I awoke at fourinthemorning. My ureter felt like it was crawling with termites. A half-filled, warm Gatorade bottle later, I decided to head back on the road. I nearly pulled out onto the exit before deciding that I could probably benefit from a few more hours of sleep. At ninethirty AM, I was on I-76.

Elevenfifteen. Gettysburg. Boring.

I'm accustomed to tolls running a few dollars. The toll into Philadelphia was seventeen. Cramped doesn't even begin to describe the city. No matter where you are, or where you go, you're shoulder-to-shoulder with someone. The roads and buildings are narrow. Cars park on either side of all the streets, yet the traffic is two-way. If a car wasn't stationed in close enough to the curb, it backs up traffic for blocks. People sit on the sidewalk in old dining chairs. Children run naked through the streets. As I pulled into downtown, I found myself stuck behind a sightseeing bus shaped like a duck. I rolled down the window and hung out the cab, following it for twenty minutes. There's nothing greater than stealing something intangible like a service. It's the perfect crime.

Before I left Chicago, I updated my facebook status to note that I planned on grabbing a cheesesteak from Pat's in Philly. Several people had contacted me to say that Gino's across the street is better. I figured that Pat's claims to be the inventor of the cheesesteak, I'd give them a try first, then go to Gino's to determine who offers the greater steak sandwi.

When you order from Pat's, you stand on a plaque reading, "On this spot stood Sylvester Stallone filming the great motion picture Rocky. Nov. 21, 1975". The sandwich is bread, sliced steak, and onions. I didn't know about the last ingredient. They take a paint stirrer from a giant bucket of Cheese Whiz and slap it across the sandwich. What was handed to me was downright offensive. I ate as I stood. Discarding the wrapper, I crossed the street to Gino's.

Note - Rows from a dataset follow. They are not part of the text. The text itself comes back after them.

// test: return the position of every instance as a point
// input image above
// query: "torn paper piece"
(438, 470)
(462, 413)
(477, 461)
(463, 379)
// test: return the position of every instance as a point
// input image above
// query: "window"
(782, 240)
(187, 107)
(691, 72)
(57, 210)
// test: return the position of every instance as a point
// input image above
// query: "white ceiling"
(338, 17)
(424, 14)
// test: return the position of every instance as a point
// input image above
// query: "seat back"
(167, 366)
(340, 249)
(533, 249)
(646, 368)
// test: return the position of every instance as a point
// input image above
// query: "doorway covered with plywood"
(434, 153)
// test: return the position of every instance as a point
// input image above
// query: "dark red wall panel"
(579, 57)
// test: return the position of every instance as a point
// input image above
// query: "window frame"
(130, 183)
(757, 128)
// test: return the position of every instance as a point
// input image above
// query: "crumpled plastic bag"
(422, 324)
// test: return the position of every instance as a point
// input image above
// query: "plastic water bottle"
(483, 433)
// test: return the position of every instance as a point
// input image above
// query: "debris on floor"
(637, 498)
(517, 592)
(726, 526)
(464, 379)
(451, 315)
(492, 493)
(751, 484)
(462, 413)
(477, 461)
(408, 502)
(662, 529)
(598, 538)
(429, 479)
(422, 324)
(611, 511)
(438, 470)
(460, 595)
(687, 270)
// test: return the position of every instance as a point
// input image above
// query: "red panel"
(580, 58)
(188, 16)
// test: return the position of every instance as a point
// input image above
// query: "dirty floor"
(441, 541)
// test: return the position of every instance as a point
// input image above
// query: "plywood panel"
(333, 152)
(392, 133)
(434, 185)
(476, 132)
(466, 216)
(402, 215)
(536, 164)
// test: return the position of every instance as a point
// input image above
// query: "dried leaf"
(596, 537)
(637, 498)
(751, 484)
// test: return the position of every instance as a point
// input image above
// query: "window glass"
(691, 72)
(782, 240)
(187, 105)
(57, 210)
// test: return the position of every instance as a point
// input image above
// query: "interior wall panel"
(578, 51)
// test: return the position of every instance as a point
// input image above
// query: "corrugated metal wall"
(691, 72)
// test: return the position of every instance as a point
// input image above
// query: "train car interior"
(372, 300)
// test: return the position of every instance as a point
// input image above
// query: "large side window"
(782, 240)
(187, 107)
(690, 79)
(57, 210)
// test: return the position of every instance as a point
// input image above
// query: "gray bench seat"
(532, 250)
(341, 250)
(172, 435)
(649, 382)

At Ginos', photos of a man who I presume to be Gino, shaking hands with various celebs, are hung alongside a sign stating, "We Are In America, Speak English." T-shirts bearing this are available for ten dollars. A faded poster is taped to the window. "In Memory of Officer Daniel Faulkner. Murdered by Mumia Abu-Jamal." Fuck. This place is owned and managed by nationalistic assholes. But they have what many claim to be the best cheeseteak in town. This is confliction.

Gino's was the better cheesesteak. But it pained me to give them my business.